Grandpa Lamech
“After Noah was born, Lamech lived 595 years and had other sons and daughters. Altogether, Lamech lived 777 years, and then he died. After Noah was 500 years old, he became the father of Shem, Ham and Japheth.”
Genesis 5:30-32
Lamech had other sons and daughters, but at the youthful age of 182, he had Noah. We cannot assume that Noah was one of the eldest sons (and probably shouldn’t), even though Noah himself didn’t have his three boys until after he was 500 years old. Noah was certainly not an only child, and likely had a plethora of siblings, not to mention an army of nieces, nephews with their children and grandchildren.
But it’s certainly very possible & plausible—while there is no mention of it—that Noah himself had other sons and daughters before the three boys mentioned. These children and their descendants would be extraneous to the story (as they would have all perished in the flood too). Except when women play a significant role in the story, they are not mentioned by name. In most Jewish storytelling, women are typically omitted in the counting and if included at all, are done so in a very footnoted way.
And in the same way, Noah may not have been the first boy, or even the first child. The story is about Noah, not his kin necessarily, and so the non-essential details are omitted as well.
And grandpa Lamech was only able to enjoy his grandchildren for a measly 95 years, then he died. Five years later, the flood came:
“Noah was six hundred years old when the floodwaters came on the earth . . . In the six hundredth year of Noah’s life, on the seventeenth day of the second month—on that day all the springs of the great deep burst forth, and the floodgates of the heavens were opened. And rain fell on the earth forty days and forty nights.”
Genesis 7:6, 11-12
But the sad part is that, of all Noah’s [possibly immediate and] extended family (which after 500 years was probably in the tens of thousands), God found no righteous except for Noah. Of all of Lamech’s children and grandchildren, no others found favor with God. In fact, all of Noah’s neighbors were his family. Everybody he knew was related to him in some way, especially his father, counted among the wicked.

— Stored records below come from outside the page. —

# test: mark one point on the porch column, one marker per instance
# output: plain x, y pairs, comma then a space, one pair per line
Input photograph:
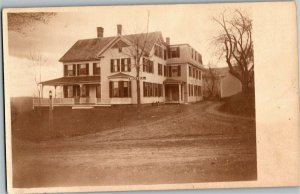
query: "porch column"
80, 90
179, 91
54, 91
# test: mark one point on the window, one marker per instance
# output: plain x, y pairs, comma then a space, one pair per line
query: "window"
70, 92
199, 91
83, 69
126, 65
84, 91
159, 51
174, 52
114, 65
191, 90
159, 69
152, 89
175, 71
120, 89
165, 70
148, 66
98, 91
96, 68
69, 70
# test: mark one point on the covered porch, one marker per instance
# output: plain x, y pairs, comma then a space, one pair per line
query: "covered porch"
80, 90
174, 91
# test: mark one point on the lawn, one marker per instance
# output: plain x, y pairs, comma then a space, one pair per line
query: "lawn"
240, 104
123, 145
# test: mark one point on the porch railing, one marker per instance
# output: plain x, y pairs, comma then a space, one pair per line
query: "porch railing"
55, 101
65, 101
88, 100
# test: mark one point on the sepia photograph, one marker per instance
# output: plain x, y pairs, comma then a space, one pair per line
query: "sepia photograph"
131, 95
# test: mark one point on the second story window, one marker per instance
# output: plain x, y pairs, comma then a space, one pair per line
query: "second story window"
126, 65
174, 52
148, 66
83, 69
69, 70
175, 71
159, 69
114, 65
159, 51
96, 68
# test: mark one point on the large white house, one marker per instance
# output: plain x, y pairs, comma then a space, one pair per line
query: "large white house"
103, 71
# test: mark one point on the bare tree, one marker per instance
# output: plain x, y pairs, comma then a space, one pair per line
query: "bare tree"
211, 81
236, 45
37, 62
137, 51
21, 22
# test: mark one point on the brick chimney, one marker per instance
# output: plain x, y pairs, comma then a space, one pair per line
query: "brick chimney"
119, 29
100, 32
168, 40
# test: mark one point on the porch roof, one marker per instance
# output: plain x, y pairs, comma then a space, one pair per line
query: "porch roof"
119, 75
173, 81
73, 80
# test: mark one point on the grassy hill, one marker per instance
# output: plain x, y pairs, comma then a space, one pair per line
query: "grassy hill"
240, 104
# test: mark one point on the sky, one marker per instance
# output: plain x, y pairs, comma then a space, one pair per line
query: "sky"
190, 24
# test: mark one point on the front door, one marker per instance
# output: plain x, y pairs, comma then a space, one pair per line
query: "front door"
172, 93
76, 94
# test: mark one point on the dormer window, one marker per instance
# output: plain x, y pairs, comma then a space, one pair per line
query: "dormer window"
174, 52
83, 69
69, 70
96, 68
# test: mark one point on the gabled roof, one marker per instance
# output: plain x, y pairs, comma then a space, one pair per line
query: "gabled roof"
90, 49
172, 81
72, 80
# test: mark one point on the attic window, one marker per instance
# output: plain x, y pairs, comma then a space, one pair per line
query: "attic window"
174, 52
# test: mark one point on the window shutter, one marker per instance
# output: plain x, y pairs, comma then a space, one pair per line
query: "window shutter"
118, 64
129, 64
179, 70
87, 91
78, 67
152, 67
65, 70
129, 88
87, 68
122, 65
65, 88
178, 52
110, 88
74, 69
121, 89
94, 68
111, 65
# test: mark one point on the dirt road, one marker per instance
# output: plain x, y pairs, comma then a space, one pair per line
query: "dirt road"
195, 145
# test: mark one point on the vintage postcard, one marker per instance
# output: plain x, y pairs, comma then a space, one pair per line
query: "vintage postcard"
149, 97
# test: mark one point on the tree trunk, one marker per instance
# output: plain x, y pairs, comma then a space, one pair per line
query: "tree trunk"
245, 88
138, 89
138, 86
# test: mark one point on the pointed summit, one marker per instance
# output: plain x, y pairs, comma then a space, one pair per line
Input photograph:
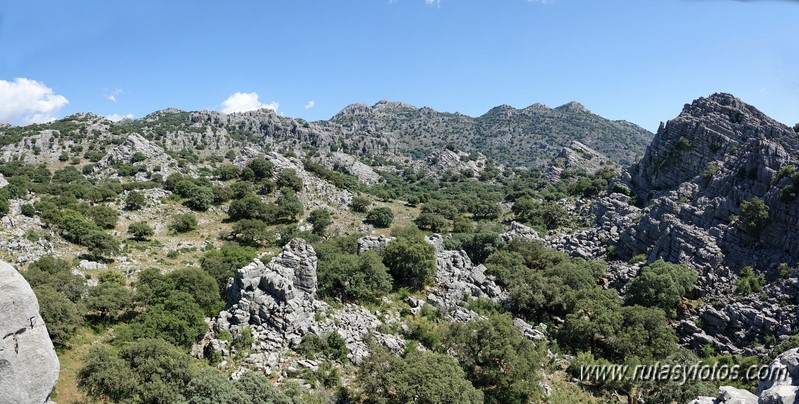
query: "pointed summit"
573, 106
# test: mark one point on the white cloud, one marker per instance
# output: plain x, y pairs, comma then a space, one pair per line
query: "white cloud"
243, 102
113, 95
28, 101
118, 117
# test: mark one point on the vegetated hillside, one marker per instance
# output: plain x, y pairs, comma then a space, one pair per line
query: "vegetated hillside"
255, 258
716, 189
529, 136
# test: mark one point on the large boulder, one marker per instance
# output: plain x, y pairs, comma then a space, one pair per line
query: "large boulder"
28, 362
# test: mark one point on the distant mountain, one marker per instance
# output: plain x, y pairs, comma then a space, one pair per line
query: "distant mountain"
529, 136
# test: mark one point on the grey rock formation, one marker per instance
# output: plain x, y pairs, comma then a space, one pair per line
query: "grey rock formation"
279, 294
580, 156
700, 167
276, 300
510, 136
459, 162
316, 192
778, 386
135, 143
28, 362
458, 281
349, 164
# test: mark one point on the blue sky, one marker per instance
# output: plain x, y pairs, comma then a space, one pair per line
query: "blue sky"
637, 60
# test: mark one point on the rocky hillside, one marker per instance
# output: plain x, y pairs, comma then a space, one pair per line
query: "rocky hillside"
253, 257
532, 135
715, 189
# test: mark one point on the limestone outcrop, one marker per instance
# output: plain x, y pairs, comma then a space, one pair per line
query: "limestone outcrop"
684, 206
28, 362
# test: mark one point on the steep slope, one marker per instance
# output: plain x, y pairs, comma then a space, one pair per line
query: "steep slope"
528, 136
28, 363
701, 169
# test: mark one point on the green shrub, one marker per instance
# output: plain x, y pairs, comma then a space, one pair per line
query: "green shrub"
380, 217
750, 281
140, 231
754, 215
183, 222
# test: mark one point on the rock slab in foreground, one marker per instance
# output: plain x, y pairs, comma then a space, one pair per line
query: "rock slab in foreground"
28, 362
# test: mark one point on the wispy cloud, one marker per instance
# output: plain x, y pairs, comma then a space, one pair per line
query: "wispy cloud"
243, 102
28, 101
118, 117
113, 95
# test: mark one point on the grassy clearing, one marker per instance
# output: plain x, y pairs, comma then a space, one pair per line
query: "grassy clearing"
66, 390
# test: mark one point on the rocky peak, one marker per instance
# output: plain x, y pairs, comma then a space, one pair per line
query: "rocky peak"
707, 130
573, 106
392, 105
353, 109
501, 111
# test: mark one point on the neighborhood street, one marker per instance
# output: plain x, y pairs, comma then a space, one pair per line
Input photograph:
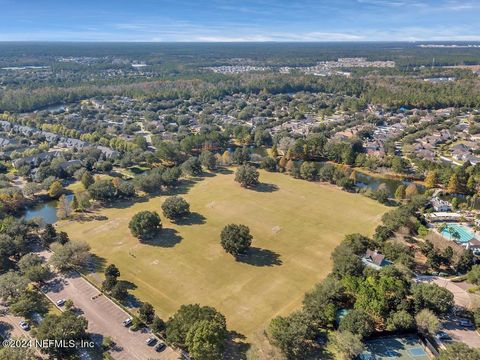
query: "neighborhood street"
105, 318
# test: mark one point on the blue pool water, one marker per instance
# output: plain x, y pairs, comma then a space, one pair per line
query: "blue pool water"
464, 234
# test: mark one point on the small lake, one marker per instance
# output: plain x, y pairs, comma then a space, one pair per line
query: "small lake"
45, 210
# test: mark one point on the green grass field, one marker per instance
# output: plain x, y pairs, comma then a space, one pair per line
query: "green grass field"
296, 225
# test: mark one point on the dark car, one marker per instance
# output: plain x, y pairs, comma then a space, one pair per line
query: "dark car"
442, 335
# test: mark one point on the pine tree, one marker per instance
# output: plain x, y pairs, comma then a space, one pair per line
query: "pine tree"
471, 185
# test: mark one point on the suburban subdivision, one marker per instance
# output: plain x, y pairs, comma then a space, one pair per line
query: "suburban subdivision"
260, 198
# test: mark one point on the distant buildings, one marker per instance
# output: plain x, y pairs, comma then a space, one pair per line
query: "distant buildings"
440, 205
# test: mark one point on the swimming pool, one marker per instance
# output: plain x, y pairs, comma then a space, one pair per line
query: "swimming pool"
458, 233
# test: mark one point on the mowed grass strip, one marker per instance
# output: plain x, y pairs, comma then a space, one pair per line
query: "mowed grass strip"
295, 224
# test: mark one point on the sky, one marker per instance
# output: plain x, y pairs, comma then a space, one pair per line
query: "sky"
239, 21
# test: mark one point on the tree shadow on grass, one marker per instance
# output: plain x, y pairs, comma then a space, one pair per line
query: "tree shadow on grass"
260, 257
236, 348
264, 187
5, 329
95, 264
224, 171
193, 218
165, 238
183, 187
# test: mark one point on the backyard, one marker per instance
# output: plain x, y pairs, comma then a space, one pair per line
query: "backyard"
296, 224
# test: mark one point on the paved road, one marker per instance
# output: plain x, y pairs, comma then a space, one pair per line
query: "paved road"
462, 299
105, 318
9, 325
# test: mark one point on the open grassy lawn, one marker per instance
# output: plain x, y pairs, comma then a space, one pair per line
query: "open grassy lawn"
295, 224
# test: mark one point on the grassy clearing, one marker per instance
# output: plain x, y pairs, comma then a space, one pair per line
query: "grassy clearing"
295, 224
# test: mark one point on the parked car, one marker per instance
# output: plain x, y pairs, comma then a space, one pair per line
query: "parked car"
24, 325
442, 335
151, 340
160, 347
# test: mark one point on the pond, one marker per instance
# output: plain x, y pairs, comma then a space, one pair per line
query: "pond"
45, 210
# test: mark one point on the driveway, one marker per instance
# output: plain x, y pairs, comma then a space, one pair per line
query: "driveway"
105, 318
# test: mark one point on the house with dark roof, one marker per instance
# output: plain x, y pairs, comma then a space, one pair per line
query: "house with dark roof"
375, 260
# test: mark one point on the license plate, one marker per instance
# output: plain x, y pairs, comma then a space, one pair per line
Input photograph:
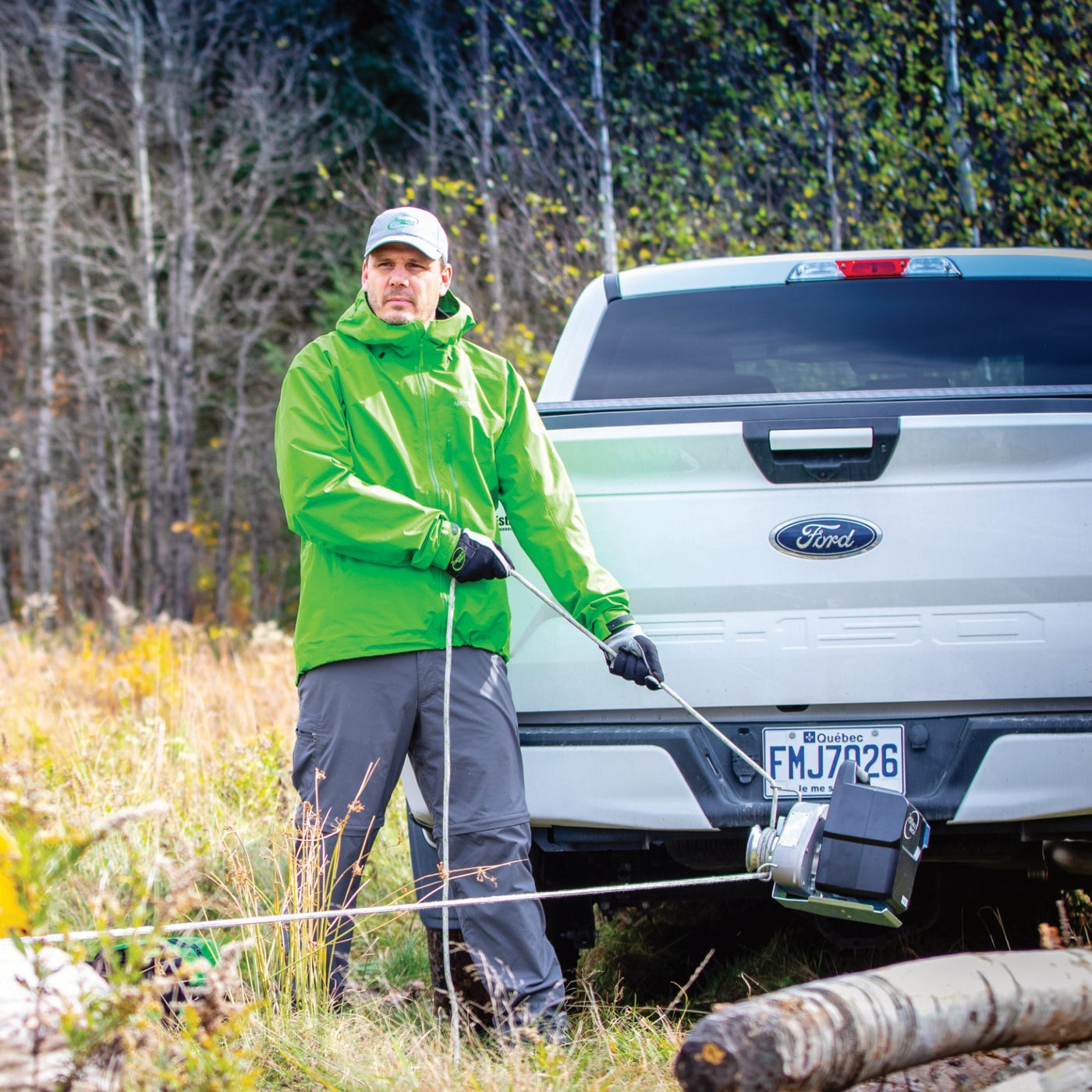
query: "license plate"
807, 758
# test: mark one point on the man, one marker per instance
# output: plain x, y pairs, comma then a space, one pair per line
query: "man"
395, 441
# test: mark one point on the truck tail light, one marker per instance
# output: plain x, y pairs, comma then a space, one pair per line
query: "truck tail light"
852, 269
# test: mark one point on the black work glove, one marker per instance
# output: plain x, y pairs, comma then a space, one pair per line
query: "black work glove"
636, 657
477, 558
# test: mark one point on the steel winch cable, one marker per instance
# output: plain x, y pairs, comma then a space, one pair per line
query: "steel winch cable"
448, 979
555, 606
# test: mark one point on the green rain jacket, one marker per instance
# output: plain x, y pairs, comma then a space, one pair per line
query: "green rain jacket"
390, 439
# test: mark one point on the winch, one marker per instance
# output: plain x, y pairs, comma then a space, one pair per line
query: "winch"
854, 857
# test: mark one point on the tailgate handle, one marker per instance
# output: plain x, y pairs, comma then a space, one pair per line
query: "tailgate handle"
821, 439
791, 452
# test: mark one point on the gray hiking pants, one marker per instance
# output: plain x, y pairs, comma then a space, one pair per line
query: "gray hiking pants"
358, 718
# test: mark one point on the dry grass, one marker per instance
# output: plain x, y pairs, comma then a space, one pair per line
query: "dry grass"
147, 778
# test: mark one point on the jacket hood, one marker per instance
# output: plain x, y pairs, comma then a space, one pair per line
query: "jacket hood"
362, 324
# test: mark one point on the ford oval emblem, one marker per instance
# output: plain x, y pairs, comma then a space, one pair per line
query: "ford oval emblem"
826, 537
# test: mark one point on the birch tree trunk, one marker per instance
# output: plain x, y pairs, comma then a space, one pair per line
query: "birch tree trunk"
179, 381
486, 185
21, 320
47, 300
833, 1034
603, 144
959, 140
155, 549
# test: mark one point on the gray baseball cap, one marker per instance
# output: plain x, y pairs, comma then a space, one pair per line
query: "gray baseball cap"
417, 227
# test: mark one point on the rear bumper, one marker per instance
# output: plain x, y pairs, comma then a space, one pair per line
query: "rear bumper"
990, 769
997, 769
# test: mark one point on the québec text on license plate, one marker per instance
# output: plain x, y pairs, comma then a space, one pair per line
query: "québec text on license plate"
806, 758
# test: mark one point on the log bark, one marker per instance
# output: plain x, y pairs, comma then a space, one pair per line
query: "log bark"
38, 991
831, 1034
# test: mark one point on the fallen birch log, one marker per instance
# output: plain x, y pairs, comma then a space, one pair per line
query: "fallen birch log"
830, 1034
1062, 1075
40, 988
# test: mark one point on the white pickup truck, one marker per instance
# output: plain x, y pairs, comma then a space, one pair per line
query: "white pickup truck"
851, 498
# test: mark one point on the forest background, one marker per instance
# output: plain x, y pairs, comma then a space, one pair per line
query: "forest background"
186, 187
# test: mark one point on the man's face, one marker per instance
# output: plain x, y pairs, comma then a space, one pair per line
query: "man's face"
402, 284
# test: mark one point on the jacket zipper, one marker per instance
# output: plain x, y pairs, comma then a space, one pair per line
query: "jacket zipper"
428, 427
449, 453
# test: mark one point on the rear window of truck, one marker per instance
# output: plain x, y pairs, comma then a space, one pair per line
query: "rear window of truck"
843, 335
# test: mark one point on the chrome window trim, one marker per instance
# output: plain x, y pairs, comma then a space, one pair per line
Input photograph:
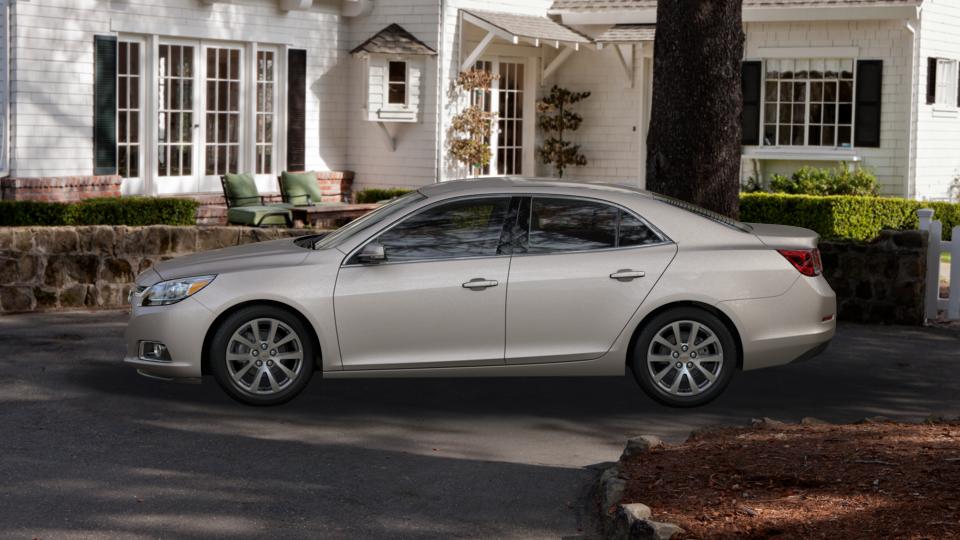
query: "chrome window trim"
664, 239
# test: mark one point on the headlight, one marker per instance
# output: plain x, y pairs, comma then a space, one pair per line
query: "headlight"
175, 290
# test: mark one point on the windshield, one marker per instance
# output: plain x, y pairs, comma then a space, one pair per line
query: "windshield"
694, 209
387, 211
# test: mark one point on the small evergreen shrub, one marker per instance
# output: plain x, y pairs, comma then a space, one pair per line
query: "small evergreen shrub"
135, 211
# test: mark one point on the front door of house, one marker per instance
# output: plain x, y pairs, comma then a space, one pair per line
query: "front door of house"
507, 100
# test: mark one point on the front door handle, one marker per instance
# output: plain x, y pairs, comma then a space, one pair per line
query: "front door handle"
478, 284
627, 275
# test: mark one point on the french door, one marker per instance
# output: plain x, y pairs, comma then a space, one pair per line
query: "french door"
507, 99
215, 114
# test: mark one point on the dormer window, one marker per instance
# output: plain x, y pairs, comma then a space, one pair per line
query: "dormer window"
397, 91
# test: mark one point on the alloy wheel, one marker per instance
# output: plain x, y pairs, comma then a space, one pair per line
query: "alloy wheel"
685, 358
264, 356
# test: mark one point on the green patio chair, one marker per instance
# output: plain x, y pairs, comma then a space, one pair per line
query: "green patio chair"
245, 205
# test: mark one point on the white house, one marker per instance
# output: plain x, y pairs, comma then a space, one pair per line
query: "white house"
163, 97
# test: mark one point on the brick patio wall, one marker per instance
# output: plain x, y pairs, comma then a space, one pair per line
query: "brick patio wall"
49, 268
59, 189
878, 282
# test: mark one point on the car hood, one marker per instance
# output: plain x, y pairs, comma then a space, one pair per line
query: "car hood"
276, 253
785, 236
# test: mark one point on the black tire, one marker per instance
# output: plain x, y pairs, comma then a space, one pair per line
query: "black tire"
289, 387
685, 317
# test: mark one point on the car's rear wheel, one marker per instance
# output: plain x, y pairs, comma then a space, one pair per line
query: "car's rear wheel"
262, 355
684, 357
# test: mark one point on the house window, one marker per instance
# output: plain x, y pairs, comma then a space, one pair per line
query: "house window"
397, 84
128, 109
946, 90
266, 86
808, 102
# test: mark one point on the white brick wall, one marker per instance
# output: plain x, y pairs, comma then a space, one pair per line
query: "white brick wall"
938, 128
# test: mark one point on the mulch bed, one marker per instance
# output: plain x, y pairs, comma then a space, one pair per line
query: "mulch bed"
870, 480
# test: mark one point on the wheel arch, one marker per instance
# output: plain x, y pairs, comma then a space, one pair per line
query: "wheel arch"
212, 329
713, 310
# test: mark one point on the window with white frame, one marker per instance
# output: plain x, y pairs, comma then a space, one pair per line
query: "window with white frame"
128, 109
266, 96
946, 92
808, 102
397, 83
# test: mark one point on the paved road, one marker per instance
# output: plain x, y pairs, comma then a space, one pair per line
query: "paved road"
89, 449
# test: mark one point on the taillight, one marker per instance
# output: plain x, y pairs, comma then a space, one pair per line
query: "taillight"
807, 261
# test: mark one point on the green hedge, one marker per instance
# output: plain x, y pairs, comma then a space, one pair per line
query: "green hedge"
373, 195
105, 211
843, 216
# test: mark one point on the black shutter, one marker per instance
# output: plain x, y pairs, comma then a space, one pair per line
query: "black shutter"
866, 129
296, 109
750, 121
105, 105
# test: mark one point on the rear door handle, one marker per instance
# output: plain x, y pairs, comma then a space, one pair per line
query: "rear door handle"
627, 275
478, 284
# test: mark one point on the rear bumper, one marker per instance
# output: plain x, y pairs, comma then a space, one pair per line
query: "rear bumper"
794, 326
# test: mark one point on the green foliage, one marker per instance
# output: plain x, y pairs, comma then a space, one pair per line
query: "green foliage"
814, 181
105, 211
843, 216
555, 119
373, 195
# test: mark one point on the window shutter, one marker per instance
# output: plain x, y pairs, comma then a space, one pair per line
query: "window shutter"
751, 73
866, 129
296, 109
105, 105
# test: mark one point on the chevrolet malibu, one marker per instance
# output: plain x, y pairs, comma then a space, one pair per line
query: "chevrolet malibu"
488, 278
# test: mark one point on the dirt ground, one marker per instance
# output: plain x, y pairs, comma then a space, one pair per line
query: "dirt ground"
869, 480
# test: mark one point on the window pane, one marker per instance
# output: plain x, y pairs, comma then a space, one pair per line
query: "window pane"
634, 232
571, 225
469, 228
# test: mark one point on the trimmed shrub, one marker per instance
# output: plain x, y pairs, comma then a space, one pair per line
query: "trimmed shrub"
843, 216
813, 181
103, 211
373, 195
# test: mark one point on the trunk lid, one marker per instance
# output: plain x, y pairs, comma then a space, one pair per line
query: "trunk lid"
785, 236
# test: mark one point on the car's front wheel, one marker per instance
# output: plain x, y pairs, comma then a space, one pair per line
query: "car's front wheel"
262, 355
684, 357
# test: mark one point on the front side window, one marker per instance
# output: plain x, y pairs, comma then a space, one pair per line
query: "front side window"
946, 89
397, 91
558, 225
464, 228
808, 102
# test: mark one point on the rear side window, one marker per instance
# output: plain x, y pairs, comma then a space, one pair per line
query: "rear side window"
464, 228
561, 224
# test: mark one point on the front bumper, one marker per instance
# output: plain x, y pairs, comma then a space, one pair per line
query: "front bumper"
181, 327
791, 327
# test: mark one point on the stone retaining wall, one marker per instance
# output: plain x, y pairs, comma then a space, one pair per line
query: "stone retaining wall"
879, 282
44, 268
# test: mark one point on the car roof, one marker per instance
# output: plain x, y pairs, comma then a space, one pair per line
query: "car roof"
519, 183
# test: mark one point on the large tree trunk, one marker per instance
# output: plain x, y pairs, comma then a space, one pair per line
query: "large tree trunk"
693, 147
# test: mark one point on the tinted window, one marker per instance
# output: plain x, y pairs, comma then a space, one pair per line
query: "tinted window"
634, 232
467, 228
571, 225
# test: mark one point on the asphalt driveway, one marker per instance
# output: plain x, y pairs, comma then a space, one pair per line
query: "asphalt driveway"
90, 449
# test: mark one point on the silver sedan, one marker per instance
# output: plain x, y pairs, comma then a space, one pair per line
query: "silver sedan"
492, 277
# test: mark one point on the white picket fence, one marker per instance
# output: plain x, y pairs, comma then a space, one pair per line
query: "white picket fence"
933, 303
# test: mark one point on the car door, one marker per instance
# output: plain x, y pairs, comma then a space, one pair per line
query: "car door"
577, 278
439, 297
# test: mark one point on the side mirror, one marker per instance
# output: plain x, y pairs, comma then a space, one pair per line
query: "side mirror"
372, 253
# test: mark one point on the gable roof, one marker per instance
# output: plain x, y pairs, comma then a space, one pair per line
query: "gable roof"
529, 26
393, 39
606, 5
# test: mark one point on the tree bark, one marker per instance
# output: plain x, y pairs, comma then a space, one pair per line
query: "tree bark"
693, 146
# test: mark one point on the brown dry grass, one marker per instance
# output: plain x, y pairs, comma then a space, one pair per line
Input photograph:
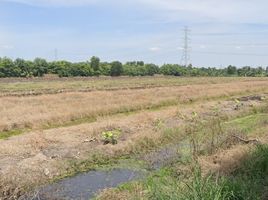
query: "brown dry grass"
32, 154
36, 111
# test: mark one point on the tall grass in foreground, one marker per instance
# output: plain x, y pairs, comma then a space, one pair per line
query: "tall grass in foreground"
249, 182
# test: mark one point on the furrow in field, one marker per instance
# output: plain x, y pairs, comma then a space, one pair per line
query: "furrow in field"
59, 109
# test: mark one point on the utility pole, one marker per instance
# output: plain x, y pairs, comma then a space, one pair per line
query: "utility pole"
56, 54
185, 59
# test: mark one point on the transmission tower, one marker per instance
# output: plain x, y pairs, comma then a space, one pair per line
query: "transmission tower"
56, 54
185, 59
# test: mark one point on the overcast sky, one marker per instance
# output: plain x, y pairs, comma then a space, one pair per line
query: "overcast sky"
223, 32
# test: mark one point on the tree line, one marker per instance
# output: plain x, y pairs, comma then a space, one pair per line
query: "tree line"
94, 67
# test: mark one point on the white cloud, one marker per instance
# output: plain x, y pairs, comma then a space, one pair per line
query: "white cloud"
246, 11
6, 46
154, 49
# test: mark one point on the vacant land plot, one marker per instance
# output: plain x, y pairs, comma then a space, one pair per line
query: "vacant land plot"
63, 127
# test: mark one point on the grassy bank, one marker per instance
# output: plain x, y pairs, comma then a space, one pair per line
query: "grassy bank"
186, 180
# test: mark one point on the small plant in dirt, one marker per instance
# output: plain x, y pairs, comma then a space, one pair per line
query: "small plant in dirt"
159, 123
110, 137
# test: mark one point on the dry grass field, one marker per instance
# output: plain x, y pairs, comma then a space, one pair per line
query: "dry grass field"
53, 128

We can reasonably deduce that it took Noah between 50-75 years to build the Ark just prior to the flood. But if his father died just five (5) years before then, I have a couple questions:
- Why did God allow Lamech to stick around so long?
- Why not just let him perish in the flood along with the rest of his family instead of allowing him to die 5 years earlier?
To the first one, I’m hopeful that Lamech came to know God through his son’s faith and testimony of life. While his entire extended family was lost and dedicated to destruction, Noah and his family were to be saved. Perhaps witnessing his son’s relentless dedication to God’s command in building this ark, while all their known world stood and watched—or worse, mocked—Lamech had the opportunity to learn more about God through this situation, and over time became convinced that his life should change as well.
While hopeful, if this were the case it would seem more likely that this testimony would be included in the text, which it’s not. But that doesn’t mean there wasn’t more to the story. There’s a 777 year long story about Lamech, of which we hear nothing. Interesting life-span, by the way. And maybe that’s my answer.
However it actually played out, God demonstrates his love for Noah by showing his entire immediate family favor by giving them all salvation through the baptism of the floodwaters
After the flood, of course, they were on their own. They’d been given a new life, but were they really changed? Did they live out their lives in gratitude for their salvation? Did they live like the flood was just something they survived instead of living like they were reborn?